Thursday, May 31, 2012 6:38 AM - Zeljko

And something else regarding Automapper... Though I use it like you to map the viewmodel to the model, the author of Automapper doesn't think it's appropriate. He says Automapper was designed to 'flatten' the model (model to viewmodel conversion) but not the way round.

Sunday, June 10, 2012 3:59 PM - Jules Bartow

Mike,

You have the most cogent intro to ViewModels anywhere. Thank you.

However, inserts are easy. Most introductions seem to avoid the more difficult updates like the plague.

I'm looking for the next step in your excellent explanation with a similar walkthrough of using Lambda selection of joined tables between complex types with updates where a ViewModel represents subsets of multiple domain entities including Table per Type (TPT) inheritance with 1:0..1 relationships and the corresponding attaches and entry state changes using DbContext in Razor MVC pages.

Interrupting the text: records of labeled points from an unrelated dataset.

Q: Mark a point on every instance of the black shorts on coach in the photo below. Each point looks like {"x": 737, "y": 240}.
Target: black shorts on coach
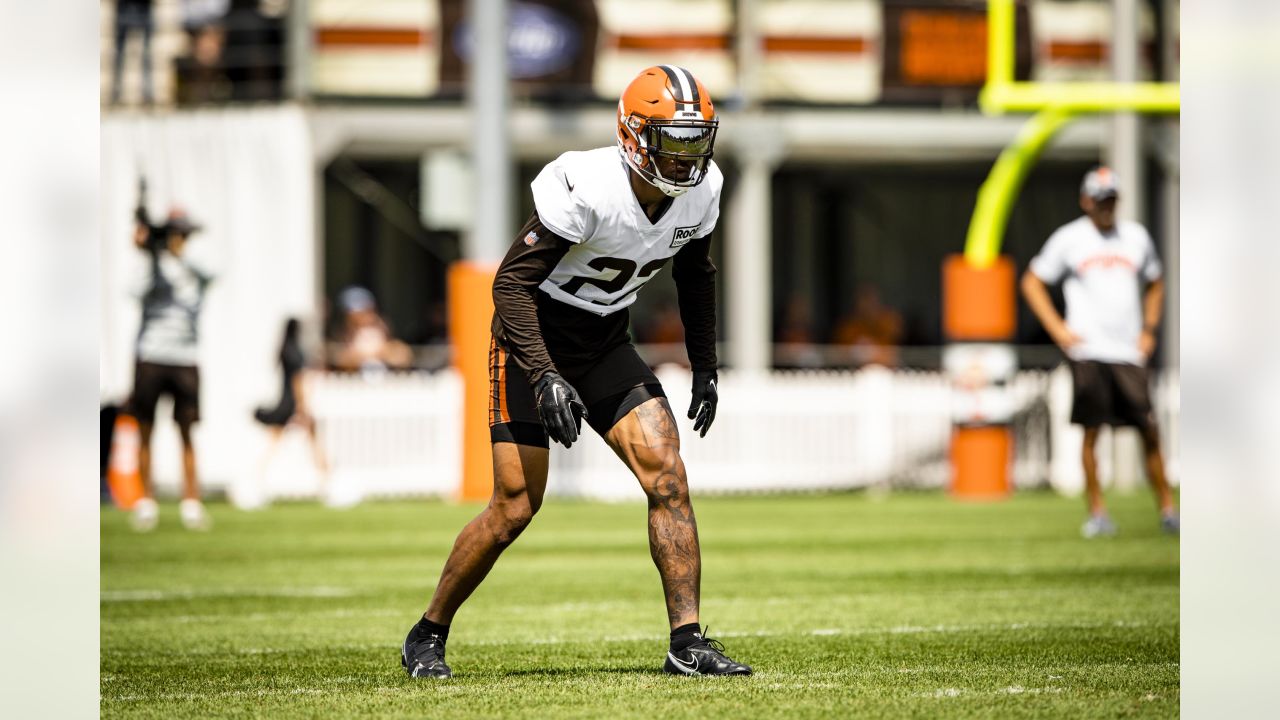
{"x": 1111, "y": 393}
{"x": 152, "y": 379}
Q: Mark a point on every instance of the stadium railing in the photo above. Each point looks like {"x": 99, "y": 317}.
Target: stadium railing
{"x": 398, "y": 436}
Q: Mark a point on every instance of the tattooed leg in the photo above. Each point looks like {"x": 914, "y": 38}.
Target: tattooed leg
{"x": 647, "y": 440}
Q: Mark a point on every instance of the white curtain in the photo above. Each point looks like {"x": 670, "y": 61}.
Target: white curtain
{"x": 246, "y": 176}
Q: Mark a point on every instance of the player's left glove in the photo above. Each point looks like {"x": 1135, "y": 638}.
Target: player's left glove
{"x": 702, "y": 409}
{"x": 560, "y": 408}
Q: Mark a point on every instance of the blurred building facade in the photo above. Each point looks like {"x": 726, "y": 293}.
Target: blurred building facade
{"x": 854, "y": 123}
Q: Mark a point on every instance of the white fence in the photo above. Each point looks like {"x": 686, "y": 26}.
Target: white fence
{"x": 805, "y": 431}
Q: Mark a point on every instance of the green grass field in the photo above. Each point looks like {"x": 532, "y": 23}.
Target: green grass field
{"x": 846, "y": 605}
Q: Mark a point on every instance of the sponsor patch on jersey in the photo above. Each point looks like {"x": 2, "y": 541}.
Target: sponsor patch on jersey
{"x": 684, "y": 235}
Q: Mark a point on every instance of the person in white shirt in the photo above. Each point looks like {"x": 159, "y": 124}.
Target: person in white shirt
{"x": 1114, "y": 288}
{"x": 167, "y": 358}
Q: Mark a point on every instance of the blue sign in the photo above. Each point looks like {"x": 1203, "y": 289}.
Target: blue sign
{"x": 540, "y": 41}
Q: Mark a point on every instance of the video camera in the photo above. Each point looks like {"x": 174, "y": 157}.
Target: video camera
{"x": 158, "y": 236}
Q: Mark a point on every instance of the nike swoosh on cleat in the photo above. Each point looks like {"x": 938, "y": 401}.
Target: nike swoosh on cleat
{"x": 684, "y": 666}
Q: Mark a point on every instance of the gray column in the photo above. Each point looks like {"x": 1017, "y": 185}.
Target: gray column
{"x": 749, "y": 53}
{"x": 1124, "y": 150}
{"x": 749, "y": 245}
{"x": 1171, "y": 190}
{"x": 1124, "y": 155}
{"x": 488, "y": 94}
{"x": 298, "y": 50}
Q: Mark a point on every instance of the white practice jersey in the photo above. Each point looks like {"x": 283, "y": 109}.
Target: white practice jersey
{"x": 170, "y": 310}
{"x": 1105, "y": 276}
{"x": 586, "y": 199}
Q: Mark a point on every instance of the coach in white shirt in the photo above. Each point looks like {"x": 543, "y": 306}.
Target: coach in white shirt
{"x": 1109, "y": 332}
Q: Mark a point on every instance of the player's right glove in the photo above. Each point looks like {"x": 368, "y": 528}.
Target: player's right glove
{"x": 705, "y": 397}
{"x": 560, "y": 408}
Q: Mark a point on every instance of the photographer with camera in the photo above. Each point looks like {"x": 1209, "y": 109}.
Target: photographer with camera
{"x": 167, "y": 360}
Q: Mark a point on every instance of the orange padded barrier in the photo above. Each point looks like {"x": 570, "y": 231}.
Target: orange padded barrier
{"x": 979, "y": 463}
{"x": 978, "y": 304}
{"x": 470, "y": 314}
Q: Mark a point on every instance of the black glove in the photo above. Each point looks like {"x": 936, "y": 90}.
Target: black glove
{"x": 705, "y": 397}
{"x": 560, "y": 408}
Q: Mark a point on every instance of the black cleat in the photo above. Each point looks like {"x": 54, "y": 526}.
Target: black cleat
{"x": 424, "y": 657}
{"x": 704, "y": 657}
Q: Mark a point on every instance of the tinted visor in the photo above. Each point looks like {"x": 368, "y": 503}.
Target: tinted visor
{"x": 689, "y": 141}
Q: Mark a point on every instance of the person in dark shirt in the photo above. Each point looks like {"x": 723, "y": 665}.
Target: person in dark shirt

Can you hold our hands (virtually) and coach us through the rest of the basics? Please.

I want to make ancestor errors and foreign key constraint violations a thing of the past.

Thursday, June 14, 2012 9:56 PM - Mike

@Jules,

That's more of an Entity Framework topic than an ASP.NET one.

Monday, October 22, 2012 2:30 PM - Zipper

Great article Mike.

Any chance you can show how to retrieve the data as well as update it? I have yet to find a good example of all three scenarios on a semi-complex ViewModel (like yours which is perfect by the way in terms).

Thanks,
Zip

Sunday, March 3, 2013 5:05 PM - Andi

I would like some property inheritance property. Something like that in your ViewModel:

[CopyMetadataFromSamePropertyName(typeof(Product))]
public string ProductName { get; set; }

Because i feel, that no one can have the properties in sync

Wednesday, March 27, 2013 7:14 AM - Donald

Hi, May I please ask what the disadvantages of using the property directly are. I was referred to this blog from another where they said you are subject to Model Injection. Please clarify on this and how it can be done. I have another example I saw where their ViewModel derives a ViewModelBase where T is the domain entity. So instead of have standalone backing properties, they have a ModelObject which is actually your domain entity. What is the best way of using your view models?

Wednesday, April 3, 2013 12:51 PM - Mike

@Donald,

It would be useful if you said which blog referred you here so I can try to understand what they are talking about.